The strata includes 41 lots in total, made up of six commercial units and 35 residential units. While most of the residential lots and two of the commercial lots are located within the five-storey building on Roderick Avenue, four commercial units are stand-alone properties with separate addresses and no common property attached to them.
That layout helped fuel the conflict.
From roughly 2009 until 2018, the strata corporation effectively ceased functioning, with no council in place and no coordinated governance.
During that period, the residential section managed its own expenses and repeatedly sought reimbursement from the commercial section for shared costs, requests that were often refused based on how commercial owners interpreted the strata bylaws.
When a functioning strata council was finally restored in 2018, the dispute only intensified. Commercial owners held a majority of the voting power within the corporation, allowing them to block special levies and any resolutions requiring 75 percent approval – including votes needed to fund major repairs.
The conflict came to a head after a 2017 engineering report identified serious deterioration in the building envelope, warning the flat roof membrane was past its service life, perimeter flashings were in poor condition, and leaks were already occurring.
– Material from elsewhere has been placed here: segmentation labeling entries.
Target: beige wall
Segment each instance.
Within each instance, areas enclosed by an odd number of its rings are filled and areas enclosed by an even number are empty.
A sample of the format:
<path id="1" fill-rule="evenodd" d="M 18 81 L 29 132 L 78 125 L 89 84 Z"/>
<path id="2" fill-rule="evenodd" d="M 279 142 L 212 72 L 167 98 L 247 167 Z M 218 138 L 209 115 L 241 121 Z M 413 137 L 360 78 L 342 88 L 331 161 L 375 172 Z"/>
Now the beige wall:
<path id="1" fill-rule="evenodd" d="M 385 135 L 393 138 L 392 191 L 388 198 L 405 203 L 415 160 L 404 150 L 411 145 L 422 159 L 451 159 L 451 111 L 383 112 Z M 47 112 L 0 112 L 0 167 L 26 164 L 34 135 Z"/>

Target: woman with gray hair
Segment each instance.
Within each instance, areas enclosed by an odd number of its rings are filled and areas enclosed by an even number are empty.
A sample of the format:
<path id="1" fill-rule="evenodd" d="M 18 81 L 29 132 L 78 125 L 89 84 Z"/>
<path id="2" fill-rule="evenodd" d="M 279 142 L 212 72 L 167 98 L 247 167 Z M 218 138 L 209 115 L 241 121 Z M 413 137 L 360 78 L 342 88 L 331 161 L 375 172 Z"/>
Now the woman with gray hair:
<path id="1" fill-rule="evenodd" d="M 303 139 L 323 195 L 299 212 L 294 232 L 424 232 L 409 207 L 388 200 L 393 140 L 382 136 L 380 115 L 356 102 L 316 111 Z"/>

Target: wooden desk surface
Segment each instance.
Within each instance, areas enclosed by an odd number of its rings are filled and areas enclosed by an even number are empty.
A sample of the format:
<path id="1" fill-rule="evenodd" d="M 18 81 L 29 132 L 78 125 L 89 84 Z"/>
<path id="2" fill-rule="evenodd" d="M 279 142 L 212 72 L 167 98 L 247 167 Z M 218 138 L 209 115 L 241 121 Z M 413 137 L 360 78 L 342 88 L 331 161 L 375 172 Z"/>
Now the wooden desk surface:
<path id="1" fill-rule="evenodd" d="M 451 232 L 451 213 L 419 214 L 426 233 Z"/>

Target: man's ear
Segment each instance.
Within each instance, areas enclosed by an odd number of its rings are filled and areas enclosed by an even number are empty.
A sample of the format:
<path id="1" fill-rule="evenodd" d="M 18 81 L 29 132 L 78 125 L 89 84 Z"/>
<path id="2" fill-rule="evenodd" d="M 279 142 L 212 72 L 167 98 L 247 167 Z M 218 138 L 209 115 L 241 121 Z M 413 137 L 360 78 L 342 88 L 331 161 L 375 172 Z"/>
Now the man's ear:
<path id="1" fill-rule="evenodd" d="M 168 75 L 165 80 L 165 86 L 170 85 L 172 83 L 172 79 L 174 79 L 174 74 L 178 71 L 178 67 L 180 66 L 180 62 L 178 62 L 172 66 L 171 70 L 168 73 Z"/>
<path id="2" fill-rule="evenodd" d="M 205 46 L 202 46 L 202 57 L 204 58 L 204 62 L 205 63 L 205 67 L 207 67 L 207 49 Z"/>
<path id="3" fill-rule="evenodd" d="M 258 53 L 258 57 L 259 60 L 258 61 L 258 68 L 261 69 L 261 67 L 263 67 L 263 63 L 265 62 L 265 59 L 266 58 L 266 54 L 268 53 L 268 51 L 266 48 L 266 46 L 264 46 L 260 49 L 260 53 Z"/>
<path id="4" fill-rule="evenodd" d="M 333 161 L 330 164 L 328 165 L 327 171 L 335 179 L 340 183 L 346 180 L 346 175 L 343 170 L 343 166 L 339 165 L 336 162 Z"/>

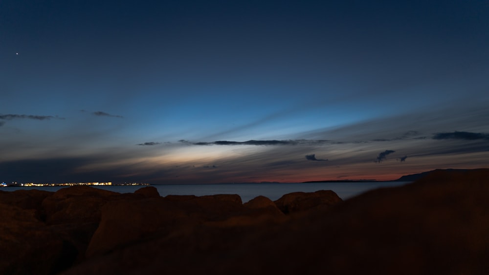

The report estimated repair costs ranging from approximately $535,000 to nearly $2.9 million, depending on the scope of work undertaken.
Despite those warnings, little was done, as commercial owners – particularly L-259 Holdings and Woods Sports Pub – refused to contribute to the repairs, arguing it was unfair to charge owners whose units were not located inside the building.
Residential owners countered that the envelope was common property relied upon by everyone in the strata and that failure to repair it would continue to expose the entire complex to deterioration.
In a detailed analysis of the strata bylaws and the Strata Property Act, the court sided with the residential section.
The judge ruled that the building envelope is common property and that expenses related to common property that do not relate solely to one section of a strata must be paid by the entire strata corporation.
Attempts by commercial owners to use the bylaws to shift those responsibilities were found to be inconsistent with provincial legislation, which requires common property to be maintained collectively.
Even if certain owners make less use of the building than others, the court found they still benefit from the envelope’s protection, including shelter for electrical rooms, parking areas, and other shared infrastructure.
The judge also pointed to earlier B.C. cases where owners of parking lots and other peripheral units were still required to pay for building envelope repairs, even when they argued they received minimal direct benefit.
As a result, the court declared that the strata corporation must carry out the repairs and that all owners must fund them according to unit entitlement.
The judge declined, however, to rule on every specific expense raised by the residential section – such as balconies, HVAC systems, janitorial services and other components – saying those matters should instead be determined through the strata plan and existing bylaws.
Commercial owners have also filed a counterclaim alleging that forcing them to pay for the repairs is significantly unfair under the Strata Property Act, but that issue was not addressed in this decision and remains before the court.
For now, the ruling breaks a stalemate that has stalled critical maintenance for nearly a decade, clearing the way for long-delayed building envelope repairs that could involve special levies.